Understanding land-surface influences on moist convection using observations and climate model experiments

 

Authors

Ian N. Williams — Lawrence Berkeley National Laboratory
Margaret S. Torn — Lawrence Berkeley National Laboratory

Category

Boundary layer structure, including land-atmosphere interactions and turbulence

Description

Surface energy partitioning often plays an important role in conditioning the atmosphere for deep convection. Soil moisture and vegetation state can influence this partitioning, and thus may contribute to convective triggering. We explored this process using observations from the U.S. Southern Great Plains (SGP) Atmospheric Radiation Measurement (ARM) Climate Research Facility site, and a single-column NCAR Community Earth System Model (CESM). We compared simulations having default land-model parameters to those having observationally constrained parameters with increased stomatal conductance and soil resistance to evaporation.
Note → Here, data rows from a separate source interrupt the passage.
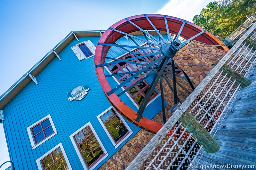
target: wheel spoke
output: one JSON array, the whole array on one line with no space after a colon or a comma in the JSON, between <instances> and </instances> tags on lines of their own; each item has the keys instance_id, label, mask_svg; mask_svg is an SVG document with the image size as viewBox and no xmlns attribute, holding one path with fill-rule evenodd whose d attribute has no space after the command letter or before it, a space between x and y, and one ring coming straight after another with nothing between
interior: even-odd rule
<instances>
[{"instance_id":1,"label":"wheel spoke","mask_svg":"<svg viewBox=\"0 0 256 170\"><path fill-rule=\"evenodd\" d=\"M173 74L172 74L172 75L173 75ZM172 81L173 81L173 82L174 82L174 81L173 81L173 78L172 78L172 77L171 77L171 76L170 76L170 75L169 75L169 74L166 74L166 75L167 75L167 76L168 76L168 77L169 77L169 78L171 78L171 79L172 80ZM183 89L183 90L185 90L185 91L186 92L188 92L188 93L189 94L190 94L190 93L191 93L191 92L189 92L189 91L188 91L188 90L187 90L187 89L186 89L186 88L185 88L185 87L184 87L184 86L183 86L181 84L180 84L180 83L179 83L178 82L177 82L177 81L176 81L176 84L177 84L177 85L179 85L179 86L180 86L180 87L181 88L182 88L182 89ZM177 93L177 92L176 92L176 93Z\"/></svg>"},{"instance_id":2,"label":"wheel spoke","mask_svg":"<svg viewBox=\"0 0 256 170\"><path fill-rule=\"evenodd\" d=\"M146 34L145 33L143 33L143 34L144 35L144 36L145 37L145 38L146 39L146 40L147 40L147 41L148 41L148 37L147 37L147 36L146 36ZM148 43L148 47L151 47L151 45L150 45L150 44L149 44L149 43ZM152 50L151 49L150 51L151 51L151 53L154 53L154 52L153 51L153 50ZM155 58L155 60L156 59L156 56L155 56L155 55L154 55L154 58ZM153 60L152 59L152 58L150 58L150 59L151 59L151 60L153 61Z\"/></svg>"},{"instance_id":3,"label":"wheel spoke","mask_svg":"<svg viewBox=\"0 0 256 170\"><path fill-rule=\"evenodd\" d=\"M163 43L162 43L162 42L161 42L161 41L158 41L158 40L157 40L157 39L155 37L154 37L154 36L152 36L152 35L150 34L149 33L147 33L146 31L145 31L145 30L143 30L143 29L142 29L142 28L140 28L140 27L139 26L137 26L137 25L136 25L136 24L135 24L133 23L133 22L132 22L131 20L129 20L127 18L126 18L125 19L126 20L126 21L127 21L129 22L130 22L130 23L131 23L131 24L132 24L133 26L135 26L137 28L138 28L140 30L140 31L142 31L143 33L147 34L147 35L148 35L148 36L149 36L150 37L152 38L153 38L153 39L154 39L154 40L155 40L157 42L158 42L159 43L161 43L161 44L163 44Z\"/></svg>"},{"instance_id":4,"label":"wheel spoke","mask_svg":"<svg viewBox=\"0 0 256 170\"><path fill-rule=\"evenodd\" d=\"M144 14L144 16L145 16L145 18L146 18L148 20L148 22L149 22L149 24L150 24L151 26L152 26L152 27L153 27L153 28L154 29L156 32L156 33L157 33L157 34L158 34L159 36L161 38L162 38L162 39L163 39L164 42L165 43L167 42L165 39L164 39L164 37L163 36L163 35L162 35L161 34L161 33L159 32L157 30L157 29L156 29L156 27L155 26L154 24L153 24L153 23L152 23L152 22L151 22L151 21L150 21L149 19L148 18L147 15L146 14ZM159 40L159 41L160 41L160 40Z\"/></svg>"},{"instance_id":5,"label":"wheel spoke","mask_svg":"<svg viewBox=\"0 0 256 170\"><path fill-rule=\"evenodd\" d=\"M141 58L141 59L142 59L143 58L144 58L144 57L148 57L148 56L150 56L151 55L157 55L157 54L160 55L160 54L161 54L161 52L157 52L157 53L153 53L153 54L152 54L152 53L149 53L149 54L146 54L145 55L136 55L134 53L131 53L131 54L133 54L134 55L137 55L138 56L134 57L131 57L131 58L126 58L125 59L123 59L123 60L121 60L121 59L117 59L117 58L112 58L112 57L106 57L106 58L108 58L108 59L110 59L110 60L115 60L115 61L114 61L110 62L108 62L108 63L104 63L103 64L99 64L99 65L96 65L96 67L102 67L103 66L107 66L107 65L111 65L111 64L116 64L116 63L121 63L121 62L129 62L129 61L130 61L132 60L135 60L136 59L140 59L140 58ZM148 60L144 60L144 61L147 62L148 63L151 63L150 62L149 62L149 61L148 61ZM140 63L135 63L135 62L132 62L132 63L135 63L136 64L140 65L143 65L143 66L145 66L146 65L147 65L143 64L140 64Z\"/></svg>"},{"instance_id":6,"label":"wheel spoke","mask_svg":"<svg viewBox=\"0 0 256 170\"><path fill-rule=\"evenodd\" d=\"M132 40L132 42L133 42L133 43L134 44L135 44L136 45L139 46L139 44L138 44L138 43L136 42L135 41L134 41L134 40L133 39L132 39L132 38L131 37L130 37L130 38L131 39L131 40ZM147 40L147 41L148 40ZM150 46L150 44L149 44L149 43L148 43L148 47L151 47L151 46ZM146 51L145 51L145 50L144 50L144 49L141 49L141 50L143 52L143 53L144 53L144 54L147 54L147 52L146 52ZM153 51L153 50L152 50L152 49L151 50L151 54L154 53L154 52ZM155 55L154 55L154 57L155 57ZM152 59L150 57L148 57L148 59L149 59L149 60L150 60L151 61L153 61L153 60L152 60Z\"/></svg>"},{"instance_id":7,"label":"wheel spoke","mask_svg":"<svg viewBox=\"0 0 256 170\"><path fill-rule=\"evenodd\" d=\"M176 86L176 77L175 76L175 68L174 66L174 61L173 60L172 60L172 82L173 86L173 98L174 98L174 104L178 103L177 98L177 89Z\"/></svg>"},{"instance_id":8,"label":"wheel spoke","mask_svg":"<svg viewBox=\"0 0 256 170\"><path fill-rule=\"evenodd\" d=\"M146 42L148 42L148 43L150 43L151 44L153 44L154 45L156 45L156 46L158 46L158 45L157 45L157 44L156 44L154 42L153 42L152 41L147 41L144 39L142 39L142 38L140 38L136 37L134 35L132 35L127 33L124 33L124 32L123 32L123 31L119 31L119 30L117 30L117 29L115 29L114 28L109 28L109 29L111 29L111 30L113 30L113 31L114 31L116 32L117 32L118 33L121 33L124 35L126 35L127 36L129 36L130 37L131 37L132 38L134 38L136 39L139 40L140 40L141 41L144 41Z\"/></svg>"},{"instance_id":9,"label":"wheel spoke","mask_svg":"<svg viewBox=\"0 0 256 170\"><path fill-rule=\"evenodd\" d=\"M164 78L164 79L165 80L165 81L167 83L167 84L169 86L169 87L170 88L170 89L171 89L171 90L172 90L172 93L173 93L173 91L174 91L173 90L173 89L172 88L172 85L171 85L171 83L170 83L170 82L169 82L169 81L168 81L168 79L167 79L167 78L166 78L166 76L165 76L164 75L163 75L163 76ZM180 99L179 98L178 98L178 100L180 103L181 103L181 102L180 102Z\"/></svg>"},{"instance_id":10,"label":"wheel spoke","mask_svg":"<svg viewBox=\"0 0 256 170\"><path fill-rule=\"evenodd\" d=\"M163 120L164 124L166 122L166 117L165 117L165 109L164 107L164 90L163 89L163 82L162 78L161 78L159 80L160 81L160 90L161 92L161 101L162 104L162 112L163 113Z\"/></svg>"},{"instance_id":11,"label":"wheel spoke","mask_svg":"<svg viewBox=\"0 0 256 170\"><path fill-rule=\"evenodd\" d=\"M160 48L153 48L148 47L143 47L140 46L128 46L127 45L120 45L119 44L105 44L105 43L99 43L98 45L101 45L103 46L111 46L113 47L127 47L127 48L142 48L144 49L156 49L157 50L160 50Z\"/></svg>"},{"instance_id":12,"label":"wheel spoke","mask_svg":"<svg viewBox=\"0 0 256 170\"><path fill-rule=\"evenodd\" d=\"M166 27L166 32L167 32L167 36L168 36L168 40L169 40L169 42L170 42L170 41L172 41L173 40L172 38L172 37L171 37L169 28L168 27L168 24L167 23L167 19L166 18L166 15L164 15L164 22L165 23L165 27Z\"/></svg>"},{"instance_id":13,"label":"wheel spoke","mask_svg":"<svg viewBox=\"0 0 256 170\"><path fill-rule=\"evenodd\" d=\"M153 72L150 72L150 73L148 73L148 74L147 74L147 75L145 75L144 77L143 77L141 79L140 79L138 81L136 81L136 83L135 82L133 84L132 84L131 85L131 86L129 86L129 87L126 87L127 88L124 89L124 90L122 92L121 92L120 93L119 93L117 94L117 96L119 97L123 94L124 94L125 92L127 92L127 91L129 91L130 89L132 88L132 87L134 87L134 86L138 84L139 83L142 81L143 80L144 80L145 79L147 79L148 78L150 77L150 76L152 75L153 74Z\"/></svg>"},{"instance_id":14,"label":"wheel spoke","mask_svg":"<svg viewBox=\"0 0 256 170\"><path fill-rule=\"evenodd\" d=\"M138 115L137 118L136 118L135 121L137 122L139 122L140 120L142 114L143 113L144 110L146 108L146 106L148 101L149 100L151 96L152 95L152 93L154 91L156 86L157 84L158 81L159 80L160 78L162 76L162 74L164 70L165 66L166 66L167 63L168 61L168 59L167 59L166 57L165 57L162 62L161 66L160 68L158 69L156 71L156 75L154 77L153 80L152 81L152 83L150 84L150 86L147 92L147 94L146 95L145 97L140 105L140 106L138 110L137 113Z\"/></svg>"},{"instance_id":15,"label":"wheel spoke","mask_svg":"<svg viewBox=\"0 0 256 170\"><path fill-rule=\"evenodd\" d=\"M131 38L131 37L130 37L130 38ZM139 45L138 45L138 46L139 46ZM128 53L130 53L130 54L132 54L132 55L134 55L134 56L137 56L137 57L138 57L138 56L140 56L140 55L137 55L136 54L135 54L135 53L133 53L133 52L132 52L132 51L130 51L130 50L128 50L128 49L126 49L126 48L124 48L124 47L120 47L120 48L122 48L122 49L123 49L124 50L124 51L127 51L127 52L128 52ZM143 50L143 51L144 51L144 50L143 50L143 48L142 48L142 49L141 49L141 50ZM145 53L145 54L146 54L146 53ZM145 56L145 55L141 55L140 56L144 56L144 57L146 57L146 56L147 56L147 58L148 58L148 56ZM149 56L150 56L150 55L149 55ZM145 62L148 62L148 63L149 63L149 62L148 62L148 60L146 60L144 58L144 57L141 57L141 58L141 58L141 59L143 61L145 61Z\"/></svg>"},{"instance_id":16,"label":"wheel spoke","mask_svg":"<svg viewBox=\"0 0 256 170\"><path fill-rule=\"evenodd\" d=\"M202 31L198 33L196 35L194 35L194 36L193 36L191 38L189 38L189 39L188 39L185 41L183 42L180 44L180 45L179 46L178 46L176 48L176 49L177 49L177 50L179 50L179 49L180 49L181 48L182 48L183 47L186 45L186 44L188 43L191 41L193 40L196 37L199 36L199 35L201 35L205 31L206 31L206 30L205 30Z\"/></svg>"},{"instance_id":17,"label":"wheel spoke","mask_svg":"<svg viewBox=\"0 0 256 170\"><path fill-rule=\"evenodd\" d=\"M175 69L175 70L176 70L176 69ZM170 73L170 74L172 74L172 71L167 71L167 72L168 73ZM187 78L185 78L183 77L182 76L179 76L179 75L177 74L175 74L175 75L176 76L176 77L179 77L180 78L182 78L182 79L185 80L187 80Z\"/></svg>"},{"instance_id":18,"label":"wheel spoke","mask_svg":"<svg viewBox=\"0 0 256 170\"><path fill-rule=\"evenodd\" d=\"M147 70L146 71L152 71L154 70L153 69L149 69ZM122 75L125 75L126 74L134 74L138 72L138 71L130 71L129 72L122 72L119 73L112 74L107 74L105 75L105 77L112 77L113 76L122 76Z\"/></svg>"},{"instance_id":19,"label":"wheel spoke","mask_svg":"<svg viewBox=\"0 0 256 170\"><path fill-rule=\"evenodd\" d=\"M188 80L188 83L189 84L189 85L191 87L191 88L192 89L192 90L195 90L195 87L194 87L194 86L193 85L193 84L192 84L192 82L191 81L191 80L189 78L188 76L188 75L183 70L182 70L182 72L183 72L183 74L185 76L185 77L187 78L187 80Z\"/></svg>"},{"instance_id":20,"label":"wheel spoke","mask_svg":"<svg viewBox=\"0 0 256 170\"><path fill-rule=\"evenodd\" d=\"M141 72L143 72L146 71L147 70L147 69L149 68L150 67L151 67L151 66L153 65L154 65L154 64L156 63L158 61L160 61L164 57L164 56L163 55L162 55L160 56L159 56L159 57L156 60L154 61L152 63L150 63L150 64L147 65L147 66L146 66L145 67L144 67L140 71ZM130 82L130 81L132 80L133 78L136 77L137 76L138 76L140 74L140 72L137 72L136 74L134 74L132 76L131 76L129 78L127 78L125 81L122 83L120 84L120 85L118 85L116 87L115 87L112 90L111 90L109 92L107 92L107 94L108 94L108 95L110 95L111 94L115 92L116 91L117 89L120 88L121 87L125 85L126 83Z\"/></svg>"},{"instance_id":21,"label":"wheel spoke","mask_svg":"<svg viewBox=\"0 0 256 170\"><path fill-rule=\"evenodd\" d=\"M178 33L178 34L175 37L173 40L175 40L176 38L179 38L179 37L180 35L180 33L181 33L181 31L182 31L182 29L183 29L183 27L184 27L184 26L185 25L185 23L186 23L186 20L184 20L183 21L183 23L182 23L182 25L181 25L181 26L180 27L180 31L179 31L179 33ZM178 38L177 38L178 37Z\"/></svg>"}]
</instances>

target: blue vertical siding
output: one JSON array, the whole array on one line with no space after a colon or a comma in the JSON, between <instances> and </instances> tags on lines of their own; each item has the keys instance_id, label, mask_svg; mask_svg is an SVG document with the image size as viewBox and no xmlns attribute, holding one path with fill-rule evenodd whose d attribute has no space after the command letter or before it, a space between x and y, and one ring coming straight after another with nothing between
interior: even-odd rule
<instances>
[{"instance_id":1,"label":"blue vertical siding","mask_svg":"<svg viewBox=\"0 0 256 170\"><path fill-rule=\"evenodd\" d=\"M108 154L95 169L123 146L121 144L115 148L96 117L111 105L96 76L94 57L79 61L70 48L88 40L96 45L99 38L79 37L79 42L73 40L59 53L61 61L55 57L36 76L38 85L31 81L3 109L6 141L11 159L15 168L37 169L36 160L61 142L73 169L83 169L69 136L89 122L91 123ZM129 44L129 41L124 39L120 42ZM120 50L111 52L116 56L124 53ZM113 83L116 83L113 81ZM66 93L70 90L85 85L90 90L84 99L78 101L68 100ZM137 110L126 95L122 95L121 98L133 109ZM151 119L160 111L160 97L158 98L147 107L146 117ZM51 115L57 133L32 149L27 128L49 114ZM123 144L140 129L126 121L133 133Z\"/></svg>"}]
</instances>

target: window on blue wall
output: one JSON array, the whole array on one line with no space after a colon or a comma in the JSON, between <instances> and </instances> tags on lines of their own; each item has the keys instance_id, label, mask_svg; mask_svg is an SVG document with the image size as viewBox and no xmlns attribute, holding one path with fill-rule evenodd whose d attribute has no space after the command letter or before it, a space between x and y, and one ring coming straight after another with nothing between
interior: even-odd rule
<instances>
[{"instance_id":1,"label":"window on blue wall","mask_svg":"<svg viewBox=\"0 0 256 170\"><path fill-rule=\"evenodd\" d=\"M50 115L34 123L27 129L33 149L57 134Z\"/></svg>"},{"instance_id":2,"label":"window on blue wall","mask_svg":"<svg viewBox=\"0 0 256 170\"><path fill-rule=\"evenodd\" d=\"M94 55L96 47L90 40L84 41L71 48L79 61L87 59Z\"/></svg>"},{"instance_id":3,"label":"window on blue wall","mask_svg":"<svg viewBox=\"0 0 256 170\"><path fill-rule=\"evenodd\" d=\"M67 163L60 147L44 158L41 160L41 163L44 170L68 170Z\"/></svg>"},{"instance_id":4,"label":"window on blue wall","mask_svg":"<svg viewBox=\"0 0 256 170\"><path fill-rule=\"evenodd\" d=\"M44 148L37 153L40 154L47 150ZM40 152L40 153L39 153ZM39 155L37 154L37 155ZM33 169L38 170L68 170L72 169L71 166L61 143L60 143L47 152L38 158L36 161L38 168L33 167Z\"/></svg>"},{"instance_id":5,"label":"window on blue wall","mask_svg":"<svg viewBox=\"0 0 256 170\"><path fill-rule=\"evenodd\" d=\"M47 119L31 128L36 144L52 134L54 131L50 121Z\"/></svg>"},{"instance_id":6,"label":"window on blue wall","mask_svg":"<svg viewBox=\"0 0 256 170\"><path fill-rule=\"evenodd\" d=\"M91 50L89 49L89 48L84 43L79 45L78 46L82 52L85 56L86 58L90 57L93 54L92 51L91 51Z\"/></svg>"},{"instance_id":7,"label":"window on blue wall","mask_svg":"<svg viewBox=\"0 0 256 170\"><path fill-rule=\"evenodd\" d=\"M97 115L97 118L116 148L133 133L124 118L112 106Z\"/></svg>"},{"instance_id":8,"label":"window on blue wall","mask_svg":"<svg viewBox=\"0 0 256 170\"><path fill-rule=\"evenodd\" d=\"M117 143L129 131L113 109L109 110L100 117L100 119Z\"/></svg>"},{"instance_id":9,"label":"window on blue wall","mask_svg":"<svg viewBox=\"0 0 256 170\"><path fill-rule=\"evenodd\" d=\"M89 126L76 134L74 138L89 168L105 155L102 148Z\"/></svg>"}]
</instances>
The constrained parameters increased transpiration, reduced soil evaporation, and led to higher latent heat flux at times of large-scale moisture divergence. This resulted in a shallower boundary layer (PBL) and lower cloud base height during summer drought. The default land-model produced a PBL that was drier and more stable to moist convection than did the modified land model, with fewer diurnal deep convection events compared to either the modified land-model experiment or the observations. The model results suggest that transpiration helps trigger moist convection by moistening the PBL and lowering the lifted condensation level (LCL). Predictions of LCL, cloud base height, convective available potential energy (CAPE), and precipitation were improved in the experiment compared to the default model, indicating that summer precipitation prediction can be improved by correcting the contribution of transpiration to evapotranspiration in some land models.